Over the past year, many groups have enthusiastically come together to sponsor conversations and events to improve our campus climate around sexual violence. The Women’s Resource Center, Students Transforming Rice Into a Violence-Free Environment coalition, the Wellbeing Center, the colleges, the Rice Health Advisors program and the Student Association have invested and continue to invest significant resources and time to further these discussions. After a year of these efforts, it’s time to start evaluating and holding ourselves accountable for the progress we have made. The Marching Owl Band’s recent performance courageously calling attention the devastating dangers of failing to hold institutions accountable for their actions serves as a timely reminder of the importance of these conversations.

While all parts of the university have admirably come together over the past year to address these critically important issues of campus safety, more can and should be done. Shockingly, Rice’s statement about the MOB’s performance was the first time that the University had discussed sexual assault in an official statement since the release of the SUSE results exactly one year ago. Despite the president and provost’s call to substantially strengthen university efforts on sexual misconduct, very little has changed.

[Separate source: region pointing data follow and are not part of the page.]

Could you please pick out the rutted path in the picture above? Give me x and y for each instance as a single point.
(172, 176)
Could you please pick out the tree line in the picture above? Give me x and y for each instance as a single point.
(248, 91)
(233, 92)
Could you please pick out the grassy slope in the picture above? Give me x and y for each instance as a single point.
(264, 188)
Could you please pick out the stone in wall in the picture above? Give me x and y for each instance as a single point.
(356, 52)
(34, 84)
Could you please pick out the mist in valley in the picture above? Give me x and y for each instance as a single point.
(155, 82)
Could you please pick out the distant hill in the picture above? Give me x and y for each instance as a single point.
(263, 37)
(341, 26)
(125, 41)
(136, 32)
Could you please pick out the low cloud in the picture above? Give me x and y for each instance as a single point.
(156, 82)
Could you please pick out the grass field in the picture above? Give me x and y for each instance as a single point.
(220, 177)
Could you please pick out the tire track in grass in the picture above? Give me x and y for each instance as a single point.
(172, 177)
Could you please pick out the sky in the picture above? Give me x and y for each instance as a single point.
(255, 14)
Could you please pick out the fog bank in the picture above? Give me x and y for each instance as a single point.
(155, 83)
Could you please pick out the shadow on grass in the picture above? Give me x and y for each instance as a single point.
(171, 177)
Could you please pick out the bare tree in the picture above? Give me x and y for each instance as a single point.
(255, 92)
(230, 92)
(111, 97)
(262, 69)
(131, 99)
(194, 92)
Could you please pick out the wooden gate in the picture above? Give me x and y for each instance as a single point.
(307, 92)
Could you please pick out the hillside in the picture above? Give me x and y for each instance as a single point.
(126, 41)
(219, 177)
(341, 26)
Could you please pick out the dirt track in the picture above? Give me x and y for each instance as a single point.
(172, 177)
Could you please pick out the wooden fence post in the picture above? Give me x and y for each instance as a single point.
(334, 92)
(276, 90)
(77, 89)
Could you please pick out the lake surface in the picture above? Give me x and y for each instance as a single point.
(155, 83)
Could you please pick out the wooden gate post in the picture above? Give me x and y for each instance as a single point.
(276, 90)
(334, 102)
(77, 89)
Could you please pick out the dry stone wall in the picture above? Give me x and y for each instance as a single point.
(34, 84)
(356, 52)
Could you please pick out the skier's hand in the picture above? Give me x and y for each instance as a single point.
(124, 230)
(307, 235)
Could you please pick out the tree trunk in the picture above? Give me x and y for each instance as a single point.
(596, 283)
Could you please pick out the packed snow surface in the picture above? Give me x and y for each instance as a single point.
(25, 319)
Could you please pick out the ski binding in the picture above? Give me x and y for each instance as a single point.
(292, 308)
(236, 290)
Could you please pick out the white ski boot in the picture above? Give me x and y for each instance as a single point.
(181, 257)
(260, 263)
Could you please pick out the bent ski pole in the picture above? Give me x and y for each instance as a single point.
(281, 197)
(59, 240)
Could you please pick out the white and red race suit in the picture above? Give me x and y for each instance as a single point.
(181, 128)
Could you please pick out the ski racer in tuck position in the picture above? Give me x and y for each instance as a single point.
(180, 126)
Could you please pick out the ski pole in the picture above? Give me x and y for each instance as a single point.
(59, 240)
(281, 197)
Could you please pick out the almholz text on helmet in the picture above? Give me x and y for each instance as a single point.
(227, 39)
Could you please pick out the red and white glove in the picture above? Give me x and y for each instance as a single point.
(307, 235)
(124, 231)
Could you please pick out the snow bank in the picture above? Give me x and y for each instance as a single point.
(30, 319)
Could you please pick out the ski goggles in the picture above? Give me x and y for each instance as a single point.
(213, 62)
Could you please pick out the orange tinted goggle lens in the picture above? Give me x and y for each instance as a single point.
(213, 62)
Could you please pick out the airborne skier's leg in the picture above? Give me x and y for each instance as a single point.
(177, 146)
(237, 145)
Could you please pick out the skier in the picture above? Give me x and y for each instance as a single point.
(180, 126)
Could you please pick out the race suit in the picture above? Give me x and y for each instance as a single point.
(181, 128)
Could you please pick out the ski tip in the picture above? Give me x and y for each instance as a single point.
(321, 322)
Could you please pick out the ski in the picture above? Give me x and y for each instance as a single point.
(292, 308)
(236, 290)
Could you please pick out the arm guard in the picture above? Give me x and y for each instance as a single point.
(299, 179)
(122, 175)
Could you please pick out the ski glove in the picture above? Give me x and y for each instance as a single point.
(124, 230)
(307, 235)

In fact, the only major new initiative to be publicly announced, the Student Association’s “Critical Thinking in Sexuality” program, has been greeted with relative indifference by some students, faculty and administrators.



As our community continues discussing the MOB’s performance, it is critical that we not lose sight of the broader picture. Both students and administrators must be held accountable not only for the way we approach Friday’s incident, but how we approach sexual violence prevention as a whole. Our community can do better in both regards, and, after another year of more-of-the-same, we all must demand more.